Abandonou suas idas para à Praça Municipal onde gostava de assistir ao pôr do
Sol, sentado numa das cadeiras da Cubana onde tomava um "frapê" de
coco e comia um bolinho da casa. Não pintava mais e fez suas últimas exposições em Salvador, São Paulo e Rio de Janeiro, onde sentiu-se mal, e se recusou a ser internado outra vez. No sábado do dia 2 de julho de 1971, por volta das 10 horas da manhã, entrou em coma até dar seu último suspiro. Portanto, este projeto de Nair de Carvalho é uma justa homenagem a este grande artista, que mesmo tendo falecido precocemente deixou uma obra memorável para ser apreciada e enaltecida pelas futuras gerações.
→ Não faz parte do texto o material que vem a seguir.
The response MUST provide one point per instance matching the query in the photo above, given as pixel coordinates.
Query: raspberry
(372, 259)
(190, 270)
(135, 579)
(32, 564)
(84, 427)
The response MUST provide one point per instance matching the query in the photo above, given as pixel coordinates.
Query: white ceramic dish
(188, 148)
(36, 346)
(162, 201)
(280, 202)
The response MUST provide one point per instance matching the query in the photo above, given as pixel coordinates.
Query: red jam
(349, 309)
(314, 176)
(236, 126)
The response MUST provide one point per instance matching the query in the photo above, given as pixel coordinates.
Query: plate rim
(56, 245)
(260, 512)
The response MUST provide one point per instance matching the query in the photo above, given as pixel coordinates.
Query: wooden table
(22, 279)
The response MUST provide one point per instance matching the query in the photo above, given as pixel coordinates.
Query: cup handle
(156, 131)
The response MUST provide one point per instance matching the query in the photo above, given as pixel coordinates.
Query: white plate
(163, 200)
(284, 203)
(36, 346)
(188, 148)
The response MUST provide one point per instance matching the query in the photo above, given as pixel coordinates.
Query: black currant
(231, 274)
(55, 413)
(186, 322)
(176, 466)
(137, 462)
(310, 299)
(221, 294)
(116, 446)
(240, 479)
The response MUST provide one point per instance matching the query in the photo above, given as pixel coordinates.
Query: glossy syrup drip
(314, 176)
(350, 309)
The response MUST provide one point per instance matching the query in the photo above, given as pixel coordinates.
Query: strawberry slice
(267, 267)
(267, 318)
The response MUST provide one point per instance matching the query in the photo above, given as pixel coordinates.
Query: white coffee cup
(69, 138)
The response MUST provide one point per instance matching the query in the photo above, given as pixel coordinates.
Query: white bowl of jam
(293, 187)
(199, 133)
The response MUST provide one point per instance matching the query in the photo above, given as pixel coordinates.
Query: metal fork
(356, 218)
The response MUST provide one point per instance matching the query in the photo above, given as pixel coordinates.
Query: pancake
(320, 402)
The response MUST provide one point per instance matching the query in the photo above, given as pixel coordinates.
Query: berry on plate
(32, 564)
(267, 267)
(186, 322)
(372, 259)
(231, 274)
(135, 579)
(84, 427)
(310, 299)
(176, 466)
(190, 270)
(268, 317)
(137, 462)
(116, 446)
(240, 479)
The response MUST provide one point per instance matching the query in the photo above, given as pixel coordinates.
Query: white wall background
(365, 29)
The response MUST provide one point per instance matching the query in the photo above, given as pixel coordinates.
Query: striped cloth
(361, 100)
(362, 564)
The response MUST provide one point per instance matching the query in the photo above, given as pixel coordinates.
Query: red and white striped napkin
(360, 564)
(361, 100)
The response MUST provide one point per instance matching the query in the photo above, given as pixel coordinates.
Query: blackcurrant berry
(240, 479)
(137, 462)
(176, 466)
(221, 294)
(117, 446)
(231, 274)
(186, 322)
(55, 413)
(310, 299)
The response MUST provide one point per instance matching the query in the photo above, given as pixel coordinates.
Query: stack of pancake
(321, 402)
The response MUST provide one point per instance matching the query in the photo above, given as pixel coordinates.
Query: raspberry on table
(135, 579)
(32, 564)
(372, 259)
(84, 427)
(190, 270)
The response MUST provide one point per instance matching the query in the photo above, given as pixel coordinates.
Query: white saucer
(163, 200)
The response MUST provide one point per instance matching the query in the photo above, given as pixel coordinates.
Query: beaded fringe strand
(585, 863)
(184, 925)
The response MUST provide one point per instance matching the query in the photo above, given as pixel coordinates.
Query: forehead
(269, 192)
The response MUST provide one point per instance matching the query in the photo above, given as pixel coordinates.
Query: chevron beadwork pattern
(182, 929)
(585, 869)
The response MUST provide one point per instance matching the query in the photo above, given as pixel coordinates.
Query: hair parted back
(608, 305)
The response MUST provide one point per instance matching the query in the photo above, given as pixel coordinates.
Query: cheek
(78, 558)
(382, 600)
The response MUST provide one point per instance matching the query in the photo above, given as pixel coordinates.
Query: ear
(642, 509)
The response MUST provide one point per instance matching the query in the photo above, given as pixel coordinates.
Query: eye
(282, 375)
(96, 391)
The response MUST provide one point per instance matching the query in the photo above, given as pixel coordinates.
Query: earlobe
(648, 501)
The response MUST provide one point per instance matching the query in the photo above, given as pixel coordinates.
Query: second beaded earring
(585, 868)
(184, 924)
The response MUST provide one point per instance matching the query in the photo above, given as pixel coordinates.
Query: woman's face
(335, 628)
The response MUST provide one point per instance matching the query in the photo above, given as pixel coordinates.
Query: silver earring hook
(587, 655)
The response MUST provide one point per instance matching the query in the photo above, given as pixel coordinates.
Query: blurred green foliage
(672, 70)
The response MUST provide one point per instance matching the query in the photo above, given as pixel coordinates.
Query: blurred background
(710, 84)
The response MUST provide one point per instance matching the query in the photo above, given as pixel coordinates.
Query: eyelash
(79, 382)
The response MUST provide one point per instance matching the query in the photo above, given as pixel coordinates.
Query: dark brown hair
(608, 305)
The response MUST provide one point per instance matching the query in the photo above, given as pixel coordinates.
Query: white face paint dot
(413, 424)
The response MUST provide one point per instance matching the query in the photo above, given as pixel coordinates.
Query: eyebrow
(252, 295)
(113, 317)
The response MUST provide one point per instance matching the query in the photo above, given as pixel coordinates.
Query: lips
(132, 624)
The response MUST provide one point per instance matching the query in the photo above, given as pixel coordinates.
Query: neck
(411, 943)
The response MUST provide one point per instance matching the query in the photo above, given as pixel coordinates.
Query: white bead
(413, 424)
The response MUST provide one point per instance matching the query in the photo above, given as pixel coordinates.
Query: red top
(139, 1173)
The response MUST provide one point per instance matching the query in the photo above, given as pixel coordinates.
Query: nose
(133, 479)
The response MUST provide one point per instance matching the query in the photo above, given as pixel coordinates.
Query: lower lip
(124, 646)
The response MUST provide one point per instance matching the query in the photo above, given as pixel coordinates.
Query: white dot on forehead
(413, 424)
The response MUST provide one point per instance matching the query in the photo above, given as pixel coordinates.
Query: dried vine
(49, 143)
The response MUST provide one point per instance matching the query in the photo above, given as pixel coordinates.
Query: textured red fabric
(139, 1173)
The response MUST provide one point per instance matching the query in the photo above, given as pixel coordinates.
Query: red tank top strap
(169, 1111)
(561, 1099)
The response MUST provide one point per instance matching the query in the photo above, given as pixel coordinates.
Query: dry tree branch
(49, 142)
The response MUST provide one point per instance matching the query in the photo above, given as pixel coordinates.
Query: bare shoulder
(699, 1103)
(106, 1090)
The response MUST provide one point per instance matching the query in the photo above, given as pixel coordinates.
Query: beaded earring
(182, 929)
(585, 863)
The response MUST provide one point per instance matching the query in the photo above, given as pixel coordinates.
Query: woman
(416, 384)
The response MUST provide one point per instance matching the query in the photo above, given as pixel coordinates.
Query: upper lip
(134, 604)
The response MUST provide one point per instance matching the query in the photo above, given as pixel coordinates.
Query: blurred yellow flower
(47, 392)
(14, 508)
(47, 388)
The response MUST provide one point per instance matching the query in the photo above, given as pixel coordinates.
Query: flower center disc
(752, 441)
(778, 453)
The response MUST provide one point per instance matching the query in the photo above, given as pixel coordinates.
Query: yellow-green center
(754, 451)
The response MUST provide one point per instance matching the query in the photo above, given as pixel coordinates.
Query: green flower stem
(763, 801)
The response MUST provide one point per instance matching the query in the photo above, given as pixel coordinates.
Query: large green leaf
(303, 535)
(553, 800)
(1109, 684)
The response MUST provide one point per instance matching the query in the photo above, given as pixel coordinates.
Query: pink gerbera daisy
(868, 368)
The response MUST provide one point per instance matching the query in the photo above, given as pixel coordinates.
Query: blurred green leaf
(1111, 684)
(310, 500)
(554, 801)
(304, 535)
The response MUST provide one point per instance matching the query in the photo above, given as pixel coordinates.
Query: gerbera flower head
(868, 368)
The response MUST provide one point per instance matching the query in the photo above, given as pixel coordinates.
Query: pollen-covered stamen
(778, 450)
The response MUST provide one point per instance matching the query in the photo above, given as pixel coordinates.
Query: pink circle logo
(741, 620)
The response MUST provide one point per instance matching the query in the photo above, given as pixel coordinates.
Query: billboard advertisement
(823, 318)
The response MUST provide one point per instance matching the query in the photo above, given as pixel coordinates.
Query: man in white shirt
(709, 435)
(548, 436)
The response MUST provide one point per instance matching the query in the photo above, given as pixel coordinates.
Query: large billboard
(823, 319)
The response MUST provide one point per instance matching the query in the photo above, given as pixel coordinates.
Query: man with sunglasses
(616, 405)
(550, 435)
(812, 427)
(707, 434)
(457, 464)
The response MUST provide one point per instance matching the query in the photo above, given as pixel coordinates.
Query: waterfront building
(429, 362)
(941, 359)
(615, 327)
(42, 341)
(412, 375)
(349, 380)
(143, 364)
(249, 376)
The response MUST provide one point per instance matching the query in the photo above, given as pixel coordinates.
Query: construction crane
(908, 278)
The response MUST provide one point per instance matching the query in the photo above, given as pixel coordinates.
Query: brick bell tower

O primeiro volume do " livro tombo" idealizado e narrado por Nair de
Carvalho é rico em detalhes interessantes e de muitas informações repletas de emoções.
Ela mostra toda a trajetória do artista, seus amigos, suas inúmeras exposições
aqui e fora do país, as pessoas importantes que se encantaram com o sua obra.
Além de dezenas de reproduções cobrindo desde os primeiros desenhos até os
últimos trabalhos, quando já estava debilitado. Vale a pena ler.